I tried to prove the strict inequality using contradiction as follows:
Suppose on the contrary that there exists a $y\gt 0$ such that $|f(y)|=\frac 1y$, then $|f(y)|=\frac 1y=|\int_y^{y+1}\sin t^2\,dt|\le1\implies y\ge 1$
$y\ne 1$ as $y=1\implies |f(1)|=1=\int_1^2\sin t^2\, dt$, which is not true as RHS is approximately $0.50$. So we must have $y\gt 1$.

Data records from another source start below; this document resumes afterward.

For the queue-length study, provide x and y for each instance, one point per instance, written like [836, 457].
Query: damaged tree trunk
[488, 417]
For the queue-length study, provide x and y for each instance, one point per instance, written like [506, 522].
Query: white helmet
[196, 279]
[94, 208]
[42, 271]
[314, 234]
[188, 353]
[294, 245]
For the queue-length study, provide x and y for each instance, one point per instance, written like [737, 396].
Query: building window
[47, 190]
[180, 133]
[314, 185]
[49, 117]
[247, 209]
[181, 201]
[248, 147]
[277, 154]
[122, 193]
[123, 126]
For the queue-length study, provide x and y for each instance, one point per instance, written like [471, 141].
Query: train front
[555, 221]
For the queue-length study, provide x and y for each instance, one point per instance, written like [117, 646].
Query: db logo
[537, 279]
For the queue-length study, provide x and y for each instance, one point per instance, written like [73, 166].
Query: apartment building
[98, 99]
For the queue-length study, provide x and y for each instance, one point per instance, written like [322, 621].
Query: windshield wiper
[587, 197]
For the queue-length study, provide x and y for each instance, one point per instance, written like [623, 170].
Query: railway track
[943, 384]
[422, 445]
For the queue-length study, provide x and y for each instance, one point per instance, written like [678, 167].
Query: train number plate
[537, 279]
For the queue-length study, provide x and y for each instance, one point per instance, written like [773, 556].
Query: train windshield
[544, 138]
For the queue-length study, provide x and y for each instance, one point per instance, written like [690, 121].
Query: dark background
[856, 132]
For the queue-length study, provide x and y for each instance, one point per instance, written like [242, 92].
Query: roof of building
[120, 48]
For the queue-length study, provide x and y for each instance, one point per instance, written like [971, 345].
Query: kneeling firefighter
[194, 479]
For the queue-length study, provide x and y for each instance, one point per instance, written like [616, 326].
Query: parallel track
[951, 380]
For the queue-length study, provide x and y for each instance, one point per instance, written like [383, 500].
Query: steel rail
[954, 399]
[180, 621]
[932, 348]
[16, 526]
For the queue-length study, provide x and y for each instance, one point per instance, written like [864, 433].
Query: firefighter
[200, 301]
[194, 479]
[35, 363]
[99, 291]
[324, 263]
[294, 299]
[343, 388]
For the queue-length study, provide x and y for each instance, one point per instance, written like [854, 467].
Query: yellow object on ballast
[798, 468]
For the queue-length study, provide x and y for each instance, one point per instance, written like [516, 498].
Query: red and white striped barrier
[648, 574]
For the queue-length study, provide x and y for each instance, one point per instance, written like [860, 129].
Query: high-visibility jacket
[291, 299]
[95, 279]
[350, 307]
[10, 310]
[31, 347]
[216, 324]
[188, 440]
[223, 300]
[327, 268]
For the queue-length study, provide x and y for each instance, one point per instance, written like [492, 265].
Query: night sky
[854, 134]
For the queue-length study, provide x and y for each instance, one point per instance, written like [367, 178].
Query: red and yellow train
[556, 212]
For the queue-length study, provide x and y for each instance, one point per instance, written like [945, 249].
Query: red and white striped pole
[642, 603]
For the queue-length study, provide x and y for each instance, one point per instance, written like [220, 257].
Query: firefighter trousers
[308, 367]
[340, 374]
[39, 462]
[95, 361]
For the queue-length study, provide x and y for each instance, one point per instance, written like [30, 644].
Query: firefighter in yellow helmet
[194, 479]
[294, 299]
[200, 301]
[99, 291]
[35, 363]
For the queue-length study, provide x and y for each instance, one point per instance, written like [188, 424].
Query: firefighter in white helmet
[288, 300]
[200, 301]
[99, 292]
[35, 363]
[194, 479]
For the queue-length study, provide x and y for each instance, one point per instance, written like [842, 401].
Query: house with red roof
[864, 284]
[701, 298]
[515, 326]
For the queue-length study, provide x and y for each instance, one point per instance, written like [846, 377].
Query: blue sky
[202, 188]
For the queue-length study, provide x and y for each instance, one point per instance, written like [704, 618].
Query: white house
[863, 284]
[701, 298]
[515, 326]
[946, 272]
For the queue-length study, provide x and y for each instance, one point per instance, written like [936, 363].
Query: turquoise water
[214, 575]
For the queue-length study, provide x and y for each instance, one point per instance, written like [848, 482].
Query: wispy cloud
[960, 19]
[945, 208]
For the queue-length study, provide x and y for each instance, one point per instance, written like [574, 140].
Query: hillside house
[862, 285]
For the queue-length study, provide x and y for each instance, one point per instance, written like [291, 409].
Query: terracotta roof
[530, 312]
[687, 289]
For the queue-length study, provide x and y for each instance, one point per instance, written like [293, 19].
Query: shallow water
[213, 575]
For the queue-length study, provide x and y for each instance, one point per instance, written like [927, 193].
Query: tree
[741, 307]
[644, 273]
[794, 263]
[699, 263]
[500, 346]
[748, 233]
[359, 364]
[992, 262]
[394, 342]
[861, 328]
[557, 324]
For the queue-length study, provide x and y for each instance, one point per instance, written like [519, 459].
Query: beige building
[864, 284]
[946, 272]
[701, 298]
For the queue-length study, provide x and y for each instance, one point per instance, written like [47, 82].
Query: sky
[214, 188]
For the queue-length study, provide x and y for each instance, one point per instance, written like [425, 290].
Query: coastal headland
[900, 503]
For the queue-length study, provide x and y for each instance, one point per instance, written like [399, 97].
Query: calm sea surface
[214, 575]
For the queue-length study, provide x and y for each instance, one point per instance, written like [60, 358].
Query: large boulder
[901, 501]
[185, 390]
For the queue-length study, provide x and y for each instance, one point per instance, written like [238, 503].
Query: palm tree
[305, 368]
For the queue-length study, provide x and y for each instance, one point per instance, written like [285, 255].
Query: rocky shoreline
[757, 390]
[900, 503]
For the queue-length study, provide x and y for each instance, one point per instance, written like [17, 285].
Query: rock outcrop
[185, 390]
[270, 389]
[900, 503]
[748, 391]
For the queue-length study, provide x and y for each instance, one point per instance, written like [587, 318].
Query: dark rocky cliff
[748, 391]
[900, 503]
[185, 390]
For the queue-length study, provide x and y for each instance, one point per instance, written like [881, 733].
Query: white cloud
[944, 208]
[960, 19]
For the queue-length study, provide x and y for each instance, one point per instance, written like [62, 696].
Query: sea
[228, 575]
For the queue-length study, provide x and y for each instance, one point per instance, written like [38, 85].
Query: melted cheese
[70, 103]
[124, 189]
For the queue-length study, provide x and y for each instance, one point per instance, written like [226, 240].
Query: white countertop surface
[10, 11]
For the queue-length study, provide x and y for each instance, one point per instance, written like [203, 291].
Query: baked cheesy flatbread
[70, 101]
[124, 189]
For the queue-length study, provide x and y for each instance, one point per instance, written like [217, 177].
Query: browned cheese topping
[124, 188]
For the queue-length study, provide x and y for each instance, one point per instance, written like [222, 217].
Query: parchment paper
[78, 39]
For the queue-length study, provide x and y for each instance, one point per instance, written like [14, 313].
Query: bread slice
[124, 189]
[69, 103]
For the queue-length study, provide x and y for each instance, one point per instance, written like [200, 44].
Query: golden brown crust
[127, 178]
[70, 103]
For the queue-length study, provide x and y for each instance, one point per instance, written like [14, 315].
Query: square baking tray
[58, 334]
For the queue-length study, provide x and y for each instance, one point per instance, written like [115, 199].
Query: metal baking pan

Let $g(x)=\frac 1x-f(x)$ and then I try to see if $g$ is monotonic on $(1,\infty)$ or not but $g'(x)=-\frac 1{x^2}+\sin x^2-\sin(x+1)^2\ge-1+\sin x^2-\sin (x+1)^2$.
I am stuck here. Please help. Thanks.
You correctly derived that $$ f(x)=\int_{x^2}^{(x+1)^2}\frac{\sin u}{2\sqrt u}\,du=\frac{\cos x^2}{2x}-\frac{\cos (x+1)^2}{2(x+1)}-\int_{x^2}^{(x+1)^2}\frac{\cos u}{4u^{3/2}}\, du \, . $$ It follows that $$ |f(x)| \le\frac{|\cos x^2|}{2x}+\frac{|\cos (x+1)^2|}{2(x+1)}+\int_{x^2}^{(x+1)^2}\frac{|\cos u|}{4u^{3/2}}\, du \\ \overset{(*)}{<} \frac{1}{2x}+\frac{1}{2(x+1)}+\int_{x^2}^{(x+1)^2}\frac{1}{4u^{3/2}}\, du = \frac 1x \, . $$ We have a strict inequality at $(*)$ because $|\cos u| = 1$ does not hold for all $u \in [x, x+1]$.